16.12.10

holidays are all the same.

link.

This really resonates with me.

As I've noted before vis-à-vis thin privilege, it's easier in many ways to be an ally than to act as an advocate for oneself. In particular, being an ally means having the privilege of opting out, of keeping a safe distance from the subject at hand. I can't explain how deeply exhausted I feel navigating the casual misogyny of everyday life as a woman. I often feel I am navigating it alone, too, thanks to the fact that women are socialized to hate themselves and each other, to compete against one another instead of working together. Establishing a supportive community is hard fucking work, and we are generally stretched too thin as it is.

There are so many things I want to talk about, but it is all so fucking complicated when abstract theory collides with your own private life. Particularly so when your inner life is the only thing you own. For me, integral to the experience of being female is the sense that I don't have meaningful ownership of my body. I know I'm not alone in this. Our bodies are subject to the whims of others. They are legislated and appraised and used against us and used against other women and generally disconnected from our humanness. I don't feel like I live in my body, and my relationship to it could only be described as 'combative.' I don't recall every feeling any other way. Behind everything I do there is a sense of permanent displacement.
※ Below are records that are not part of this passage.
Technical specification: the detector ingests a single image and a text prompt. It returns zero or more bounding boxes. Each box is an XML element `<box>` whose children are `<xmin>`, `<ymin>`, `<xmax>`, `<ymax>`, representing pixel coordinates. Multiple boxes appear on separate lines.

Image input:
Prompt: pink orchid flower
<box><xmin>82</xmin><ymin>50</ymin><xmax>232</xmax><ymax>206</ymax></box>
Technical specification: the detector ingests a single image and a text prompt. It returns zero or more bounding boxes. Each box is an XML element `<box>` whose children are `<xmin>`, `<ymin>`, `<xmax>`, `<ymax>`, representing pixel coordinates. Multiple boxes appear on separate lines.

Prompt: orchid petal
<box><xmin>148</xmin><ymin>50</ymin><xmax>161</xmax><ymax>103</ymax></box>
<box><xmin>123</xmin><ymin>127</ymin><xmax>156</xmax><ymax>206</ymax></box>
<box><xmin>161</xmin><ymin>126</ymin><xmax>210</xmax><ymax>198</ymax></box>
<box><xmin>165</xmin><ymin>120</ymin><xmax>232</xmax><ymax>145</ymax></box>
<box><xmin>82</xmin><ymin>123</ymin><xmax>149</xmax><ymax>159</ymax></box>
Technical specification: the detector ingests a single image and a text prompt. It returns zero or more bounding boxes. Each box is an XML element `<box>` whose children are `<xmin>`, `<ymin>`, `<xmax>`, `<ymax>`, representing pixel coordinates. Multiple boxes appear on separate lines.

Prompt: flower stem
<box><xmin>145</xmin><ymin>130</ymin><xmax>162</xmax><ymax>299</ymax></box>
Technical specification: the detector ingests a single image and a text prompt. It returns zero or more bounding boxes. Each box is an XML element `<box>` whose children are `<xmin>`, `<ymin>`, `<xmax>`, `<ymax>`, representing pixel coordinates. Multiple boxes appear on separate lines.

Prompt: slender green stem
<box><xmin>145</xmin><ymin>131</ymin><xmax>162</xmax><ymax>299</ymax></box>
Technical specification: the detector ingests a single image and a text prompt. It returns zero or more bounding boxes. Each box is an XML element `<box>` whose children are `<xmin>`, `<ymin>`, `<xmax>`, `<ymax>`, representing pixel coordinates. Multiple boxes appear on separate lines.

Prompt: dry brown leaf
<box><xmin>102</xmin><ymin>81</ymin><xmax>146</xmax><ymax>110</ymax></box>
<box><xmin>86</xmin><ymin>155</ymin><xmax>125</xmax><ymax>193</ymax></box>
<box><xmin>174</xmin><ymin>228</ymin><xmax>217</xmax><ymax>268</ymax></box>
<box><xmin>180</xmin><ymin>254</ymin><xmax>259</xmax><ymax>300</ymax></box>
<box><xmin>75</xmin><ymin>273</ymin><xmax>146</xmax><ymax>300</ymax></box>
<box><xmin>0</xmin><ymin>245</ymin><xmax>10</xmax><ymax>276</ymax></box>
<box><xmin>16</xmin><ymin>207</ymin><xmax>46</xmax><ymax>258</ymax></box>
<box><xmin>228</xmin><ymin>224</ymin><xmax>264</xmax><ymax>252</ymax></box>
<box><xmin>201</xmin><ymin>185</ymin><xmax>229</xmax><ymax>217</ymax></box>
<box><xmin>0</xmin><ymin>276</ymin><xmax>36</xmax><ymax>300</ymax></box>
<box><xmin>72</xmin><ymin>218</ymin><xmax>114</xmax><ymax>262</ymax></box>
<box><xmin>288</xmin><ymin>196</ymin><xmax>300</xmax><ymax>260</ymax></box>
The result is that I often fall short of being an 'ideal' activist. It isn't that I'm not angry, really; it's more that I don't always have the resources to constructively use that anger, because I'm often angry about things that affect me in a deeply personal and inescapable way. They're not abstractions to me. If any woman has ever struck you as being reactionary or unreasonably defensive when discussing feminist issues, reflect on this, please. If you had no choice but to think about these things every waking moment of every day, perhaps you'd be equally defensive.